ClinVar Genomic variation as it relates to human health

The CFTR c.3181G>C, p.Gly1061Arg variant has been reported in cystic fibrosis patients (Alper 2004, Mercier 1993, Visich 2002, SickKids CFTR database, CFTR2 database), with variable presentation of pancreatic insufficiency (CFTR2 database). Functional characterization of the variant protein indicates that chloride conductance is severely impaired (CFTR2 database). The variant is listed in the ClinVar database (Variation ID: 53672), in the dbSNP variant database (rs142394380), and observed in the general population databases at a frequency of 0.02 percent in the 1000 Genomes Project, and 0.0077 percent in the Exome Variant Server. The glycine at residue 1061 is highly conserved, and computational algorithms (Align GV/GD, Mutation Taster, PolyPhen-2, SIFT) predict that the variant has an impact on the protein. Based on the above information, the variant is classified as moderately pathogenic. References: CFTR2 database: https://cftr2.org/ Link to p.Gly1061Arg in SickKids database: http://www.genet.sickkids.on.ca/cftr/MutationDetailPage.external?sp=443 Alper OM et al. Identification of novel and rare mutations in California Hispanic and African American cystic fibrosis patients. Hum Mutat. 2004 Oct;24(4):353. Mercier B et al. Identification of eight novel mutations in a collaborative analysis of a part of the second transmembrane domain of the CFTR gene. Genomics. 1993 16(1):296-7. Visich A et al. Complete screening of the CFTR gene in Argentine cystic fibrosis patients. Clin Genet. 2002 Mar;61(3):207-13.
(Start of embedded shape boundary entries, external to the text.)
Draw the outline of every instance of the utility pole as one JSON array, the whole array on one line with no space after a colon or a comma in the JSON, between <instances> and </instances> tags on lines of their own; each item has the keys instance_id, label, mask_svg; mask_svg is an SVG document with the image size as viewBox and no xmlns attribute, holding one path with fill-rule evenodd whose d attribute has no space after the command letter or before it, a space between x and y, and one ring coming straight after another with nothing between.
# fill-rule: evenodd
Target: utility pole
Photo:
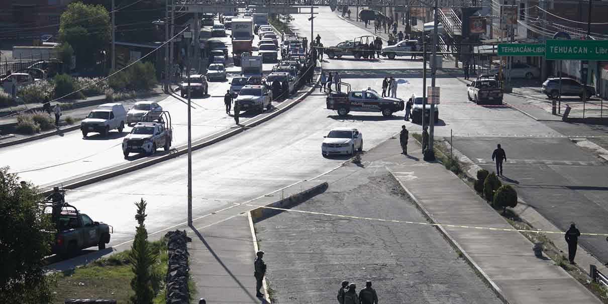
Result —
<instances>
[{"instance_id":1,"label":"utility pole","mask_svg":"<svg viewBox=\"0 0 608 304\"><path fill-rule=\"evenodd\" d=\"M169 92L169 0L165 0L165 92Z\"/></svg>"},{"instance_id":2,"label":"utility pole","mask_svg":"<svg viewBox=\"0 0 608 304\"><path fill-rule=\"evenodd\" d=\"M433 56L431 60L432 64L430 66L430 86L432 88L432 90L435 89L435 74L437 71L437 10L438 8L438 1L435 0L435 12L434 13L433 19L434 21L434 24L433 24L434 32L433 33ZM424 90L426 90L426 88L424 88ZM424 159L427 161L435 161L435 151L434 151L433 147L433 134L435 130L435 101L434 97L435 94L433 94L434 100L433 102L430 103L430 114L429 115L429 125L430 126L430 130L429 131L429 148L426 150L426 153L424 153ZM425 102L423 100L423 103ZM424 112L423 111L423 117L424 116Z\"/></svg>"},{"instance_id":3,"label":"utility pole","mask_svg":"<svg viewBox=\"0 0 608 304\"><path fill-rule=\"evenodd\" d=\"M188 79L188 225L192 225L192 122L190 106L190 46L186 47L186 78Z\"/></svg>"},{"instance_id":4,"label":"utility pole","mask_svg":"<svg viewBox=\"0 0 608 304\"><path fill-rule=\"evenodd\" d=\"M116 23L114 18L114 0L112 0L112 69L116 68Z\"/></svg>"}]
</instances>

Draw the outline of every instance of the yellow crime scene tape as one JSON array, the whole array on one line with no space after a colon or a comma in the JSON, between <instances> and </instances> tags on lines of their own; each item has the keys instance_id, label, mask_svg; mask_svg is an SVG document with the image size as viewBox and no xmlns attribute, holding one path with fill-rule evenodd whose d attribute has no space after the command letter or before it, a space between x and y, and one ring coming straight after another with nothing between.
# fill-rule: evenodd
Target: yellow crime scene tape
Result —
<instances>
[{"instance_id":1,"label":"yellow crime scene tape","mask_svg":"<svg viewBox=\"0 0 608 304\"><path fill-rule=\"evenodd\" d=\"M367 218L365 216L355 216L354 215L345 215L342 214L336 214L336 213L327 213L325 212L317 212L315 211L305 211L300 210L294 210L294 209L286 209L285 208L278 208L276 207L269 207L269 206L261 206L257 205L251 205L247 204L246 206L250 207L255 207L257 208L264 208L267 209L274 209L281 211L288 211L289 212L297 212L300 213L307 213L307 214L314 214L317 215L325 215L327 216L334 216L338 218L353 218L356 219L365 219L368 221L377 221L380 222L390 222L390 223L396 223L399 224L413 224L416 225L427 225L437 227L447 227L450 228L463 228L468 229L483 229L483 230L491 230L497 231L513 231L518 232L531 232L535 233L555 233L555 234L565 234L565 232L562 231L545 231L540 230L525 230L525 229L516 229L514 228L508 229L508 228L492 228L491 227L479 227L479 226L471 226L466 225L454 225L451 224L436 224L432 223L424 223L424 222L414 222L411 221L401 221L399 219L387 219L383 218ZM581 233L581 235L588 235L590 237L608 237L608 233Z\"/></svg>"}]
</instances>

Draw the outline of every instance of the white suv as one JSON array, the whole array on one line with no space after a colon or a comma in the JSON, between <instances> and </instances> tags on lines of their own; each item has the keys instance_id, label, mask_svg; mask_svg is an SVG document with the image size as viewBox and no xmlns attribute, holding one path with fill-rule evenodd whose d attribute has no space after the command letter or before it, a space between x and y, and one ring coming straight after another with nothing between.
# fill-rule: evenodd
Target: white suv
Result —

This missense change has been observed in individuals with cystic fibrosis (PMID: 7683628, 8723695, 9084934; The Clinical and Functional TRanslation of CFTR (CFTR2) at http://cftr2.org). This variant is not present in population databases (gnomAD no frequency). This sequence change replaces glycine, which is neutral and non-polar, with arginine, which is basic and polar, at codon 1061 of the CFTR protein (p.Gly1061Arg). ClinVar contains an entry for this variant (Variation ID: 53672). For these reasons, this variant has been classified as Pathogenic. Experimental studies have shown that this missense change affects CFTR function (PMID: 8662892). Algorithms developed to predict the effect of missense changes on protein structure and function (SIFT, PolyPhen-2, Align-GVGD) all suggest that this variant is likely to be disruptive.

Variant summary: CFTR c.3181G>C (p.Gly1061Arg) results in a non-conservative amino acid change located in the ABC transporter type 1, transmembrane domain (IPR011527) of the encoded protein sequence. Five of five in-silico tools predict a damaging effect of the variant on protein function. The variant allele was found at a frequency of 4e-06 in 250828 control chromosomes (gnomAD). c.3181G>C has been reported in the literature in individuals affected with Cystic Fibrosis (e.g. Alper_2004, Bienvenu_1995, Chertkoff_1997, Mercier_1993). These data indicate that the variant is likely to be associated with disease. Experimental evidence evaluating an impact on protein function demonstrated the variant to cause misprocessing and failure of maturation of CFTR resulting in its retention in the endoplasmic reticulum (Seibert_1996). Three ClinVar submitters including an expert panel (CFTR2) (evaluation after 2014) cite the variant as pathogenic/likely pathogenic. Based on the evidence outlined above, the variant was classified as pathogenic.

The p.G1061R pathogenic mutation (also known as c.3181G>C and c.3313G>C), located in coding exon 20 of the CFTR gene, results from a G to C substitution at nucleotide position 3181. The glycine at codon 1061 is replaced by arginine, an amino acid with dissimilar properties. This variant has been confirmed in trans and identified likely in trans with a CFTR pathogenic variant in multiple individuals with clinical features of cystic fibrosis and CFTR-related disorders including, but not limited to: elevated sweat chloride levels, pulmonary disease, and pancreatic insufficiency (Bienvenu T et al. Hum Mutat, 1996;7:376-7; Mercier B et al. Genomics, 1993 Apr;16:296-7; Ravnik-Glavac M et al. Hum Mutat, 2002 Apr;19:374-83; Sala MA et al. J Cyst Fibros, 2021 Mar;20:356-363; Ambry internal data). In one functional study, this mutation was observed to result in protein misprocessing and failure of protein maturation (Seibert FS et al. J Biol Chem. 1996;271(25):15139-45). This variant is considered to be rare based on population cohorts in the Genome Aggregation Database (gnomAD). This amino acid position is highly conserved in available vertebrate species. In addition, this alteration is predicted to be deleterious by in silico analysis. Based on the supporting evidence, this alteration is interpreted as a disease-causing mutation.